The house smells of struck matches, stewed fruit and Gina’s perfume. Van Morrison is playing. My CD.
‘Hi guys,’ I shout, as I walk through the door.
‘Hi,’ they both shout back, in laughter-punctuated unison.
Gina’s reclined on the sofa, her newly tanned feet on Jim’s knees. There’s two empty bottles of wine and one still on the go.
‘Hey, stranger.’ Gina wipes an actual tear of laughter from her face. I don’t recall ever seeing her laugh like that.
‘How was Le Cane?’ she gives an exaggerated wink.
‘Yeah, great thanks.’ I sound completely unconvincing. ‘How was New York more to the point? Hilarious, obviously.’
The snipeyness comes from somewhere I don’t recognize. Thankfully they’re both far too pissed to notice.
‘Amaazing,’ she gushes.
‘You’ve got to see the pictures,’ says Jim.
‘Me and Michelle want to live there, I’m telling you, best city in the world.’
‘So did you pull?’ I ask, feeling suddenly sickened by New York, by this, by everything. ‘You know me,’ slurs Gina.
‘I’ll take that as a yes, then. And the food? Did you have pancakes, eggs sunny-side-up and all that? You still look skinny.’
‘Amazing, stuffed my face.’ She pokes Jim playfully. ‘But it was nowhere near as good as what I ate tonight.’
‘Oh yeah, how was the dinner, Jim?’
‘OhmiGod,
lush,
’ gushes Gina, totally cutting in.
‘Great, perfect actually,’ confirms Jim, through drunken, half-closed eyes. ‘But we’re a bit pissed, sorry.’ For some reason his apologetic grimace makes me want to punch him, square in the face.
‘You don’t have to apologize,’ I say. ‘Anyway, I’m knackered. Have a good rest of the night, I’m off to bed.’

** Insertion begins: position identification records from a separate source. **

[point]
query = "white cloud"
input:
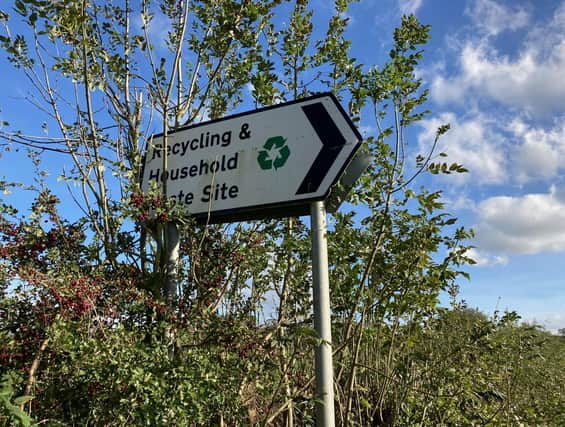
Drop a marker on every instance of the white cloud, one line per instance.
(531, 81)
(410, 6)
(470, 142)
(551, 321)
(529, 224)
(484, 259)
(491, 17)
(540, 153)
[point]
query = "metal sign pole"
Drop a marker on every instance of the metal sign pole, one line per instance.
(322, 317)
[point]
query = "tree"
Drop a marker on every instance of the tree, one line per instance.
(85, 313)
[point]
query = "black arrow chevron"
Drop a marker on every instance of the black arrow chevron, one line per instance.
(332, 143)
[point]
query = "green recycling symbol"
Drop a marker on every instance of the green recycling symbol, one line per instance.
(275, 153)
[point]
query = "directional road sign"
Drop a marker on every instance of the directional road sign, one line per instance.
(268, 162)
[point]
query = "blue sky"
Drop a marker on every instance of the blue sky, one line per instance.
(495, 70)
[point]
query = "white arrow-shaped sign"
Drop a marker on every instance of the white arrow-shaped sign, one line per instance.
(267, 162)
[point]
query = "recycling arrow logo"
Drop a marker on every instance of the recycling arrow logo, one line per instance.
(275, 153)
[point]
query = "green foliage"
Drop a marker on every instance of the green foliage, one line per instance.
(10, 411)
(86, 317)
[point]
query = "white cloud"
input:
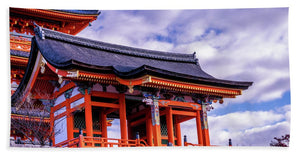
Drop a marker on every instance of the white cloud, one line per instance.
(232, 44)
(256, 128)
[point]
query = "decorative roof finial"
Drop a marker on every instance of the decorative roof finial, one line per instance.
(38, 30)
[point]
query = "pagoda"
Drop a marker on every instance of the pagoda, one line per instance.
(21, 22)
(88, 82)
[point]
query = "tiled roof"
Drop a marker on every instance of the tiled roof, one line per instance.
(19, 53)
(82, 12)
(65, 51)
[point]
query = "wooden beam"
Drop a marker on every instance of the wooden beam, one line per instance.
(184, 119)
(138, 114)
(166, 103)
(64, 88)
(184, 113)
(138, 122)
(103, 104)
(105, 94)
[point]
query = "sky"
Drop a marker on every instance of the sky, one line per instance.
(231, 44)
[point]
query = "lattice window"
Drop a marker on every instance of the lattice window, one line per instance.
(141, 129)
(97, 125)
(163, 126)
(79, 120)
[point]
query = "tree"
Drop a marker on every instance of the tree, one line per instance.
(281, 142)
(32, 121)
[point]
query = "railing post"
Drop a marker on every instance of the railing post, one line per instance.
(137, 137)
(81, 143)
(185, 140)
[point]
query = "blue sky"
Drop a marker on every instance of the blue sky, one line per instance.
(232, 44)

I brush my teeth vigorously and spit into the sink. Where the hell did that come from? That feeling, just then? It was like milk turning sour, a curdling of feelings. And I didn’t recognize it, I definitely didn’t like it
.
Downstairs, I can still hear the gentle lull of ‘Coney Island’. I bet Gina went to Coney Island when she was in New York. I bet she’s telling Jim all about it. I walk onto the landing, I hear the lounge door open, hushed laughter in the hallway, the creak of the front
door. Gina’s leaving. I go into my room and watch from the window. Outside the night is black and starless and I can see the smoke from Gina’s cigarette trail behind her as she walks away. My rooms feels cold, I shut the curtains, get straight into bed and turn out the light.
I’m just drifting off when it suddenly occurs to me, the feeling, that feeling, it’s jealousy. I’m
jealous
?! Must be the hormones I think. Just the hormones, messing with your head. Two hours later, I’m still wide awake.